Kisah Penjual Sate Keliling di Stasiun Depok Lama
Satu tahun ia berjualan di Pasar Jatinegara, kemudian ia pindah karena terkena program penggusuran oleh Pemerintah setempat. “Dulu diusir-usirin sama Satpol PP, soalnya pedagang-pedagang pada jualan sampai ke jalan raya. Malah trotoar sampai enggak bisa dilewati pejalan kaki, Mas.” Jelas Pak Rachmat. Akhirnya, ia pun pindah ke Pasar Rebo selama 8 bulan. Lalu pindah ke Depok, karena tuntutan biaya kontrakannya di Cibubur yang tinggi.
Setelah pindah ke Depok, ia hanya berjualan keliling di daerahnya yaitu Kelapa Dua, tepatnya di dekat Brimob Kelapa Dua. Setelah sekian lama ia berjualan keliling di daerah tersebut, ia pun pindah ke Stasiun Depok lama.

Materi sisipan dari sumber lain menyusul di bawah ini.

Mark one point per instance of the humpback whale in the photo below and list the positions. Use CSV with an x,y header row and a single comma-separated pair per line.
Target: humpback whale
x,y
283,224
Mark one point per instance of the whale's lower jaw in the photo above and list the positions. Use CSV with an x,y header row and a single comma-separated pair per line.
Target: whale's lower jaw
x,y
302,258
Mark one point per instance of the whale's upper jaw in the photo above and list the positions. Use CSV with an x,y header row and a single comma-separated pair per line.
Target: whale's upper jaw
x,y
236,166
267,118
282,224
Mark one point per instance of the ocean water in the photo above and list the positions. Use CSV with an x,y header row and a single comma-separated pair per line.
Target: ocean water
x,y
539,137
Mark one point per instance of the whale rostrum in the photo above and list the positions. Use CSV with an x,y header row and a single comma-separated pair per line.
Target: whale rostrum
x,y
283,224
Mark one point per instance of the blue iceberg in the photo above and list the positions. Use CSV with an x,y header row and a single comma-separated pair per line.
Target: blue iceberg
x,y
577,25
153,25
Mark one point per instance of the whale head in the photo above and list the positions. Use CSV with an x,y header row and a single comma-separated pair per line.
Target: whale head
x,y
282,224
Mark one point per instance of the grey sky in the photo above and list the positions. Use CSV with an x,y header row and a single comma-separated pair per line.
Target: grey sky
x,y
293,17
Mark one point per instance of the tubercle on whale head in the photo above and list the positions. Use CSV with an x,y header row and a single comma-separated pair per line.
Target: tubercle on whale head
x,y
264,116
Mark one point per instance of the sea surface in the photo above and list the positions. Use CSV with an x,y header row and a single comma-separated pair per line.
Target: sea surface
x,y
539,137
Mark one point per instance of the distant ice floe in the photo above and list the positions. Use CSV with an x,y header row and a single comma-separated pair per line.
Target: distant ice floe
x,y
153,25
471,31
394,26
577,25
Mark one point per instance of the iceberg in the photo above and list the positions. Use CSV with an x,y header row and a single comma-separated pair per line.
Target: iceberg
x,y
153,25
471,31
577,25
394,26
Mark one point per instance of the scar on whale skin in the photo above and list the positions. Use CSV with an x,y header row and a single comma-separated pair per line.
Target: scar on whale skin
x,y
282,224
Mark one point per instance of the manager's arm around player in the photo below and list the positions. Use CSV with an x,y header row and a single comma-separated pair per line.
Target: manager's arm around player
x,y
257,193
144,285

Karena ia berpikir dagangannya akan laris, karena di sana banyak orang yang mungkin ingin membeli sate atau minuman dingin yang dijualnya.
Proses berpindah-pindah ini tidaklah semulus yang dikira. Masih banyak perjuangan yang harus dilalui oleh bapak berbadan gemuk ini. Contohnya, saat ia masuk ke daerah Stasiun Depok Lama, ia harus membayar sejumlah uang sewa lahan dan keamanan. Belum lagi saat meminta restu dari pedagang-pedagang sekitar yang akan menjadi teman berjualannya. Tak sedikit juga pedagang-pedagang lain yang menolaknya, karena takut jadi ada saingan lain.
Penghasilan bapak berkumis ini hanya sekitar Rp80.000 hingga Rp200.000 per hari. Ini tergantung dari hari apa ia berjualan dan sejauh mana ia berkeliling setelah lewat jam 5 sore. Dengan uangnya, ia dapat menghidupi dan menyekolahkan kedua anaknya tersebut. Tanpa keluhan, Rachmat Sugandi tetap bekerja.
Bukannya tidak lelah, pria paruh baya ini sama seperti orang pada umumnya yang dapat kelelahan. Namun motivasinya dalam berdagang adalah kebahagiaan dan pendidikan anak-anaknya. Ia tidak ingin anaknya bernasib seperti ayahnya yang hanya seorang penjual sate dan minuman keliling. (Tulisan ini dikirim oleh Muhammad Fadillah Batubara dan Legaria Marpaung, Universitas Nasional)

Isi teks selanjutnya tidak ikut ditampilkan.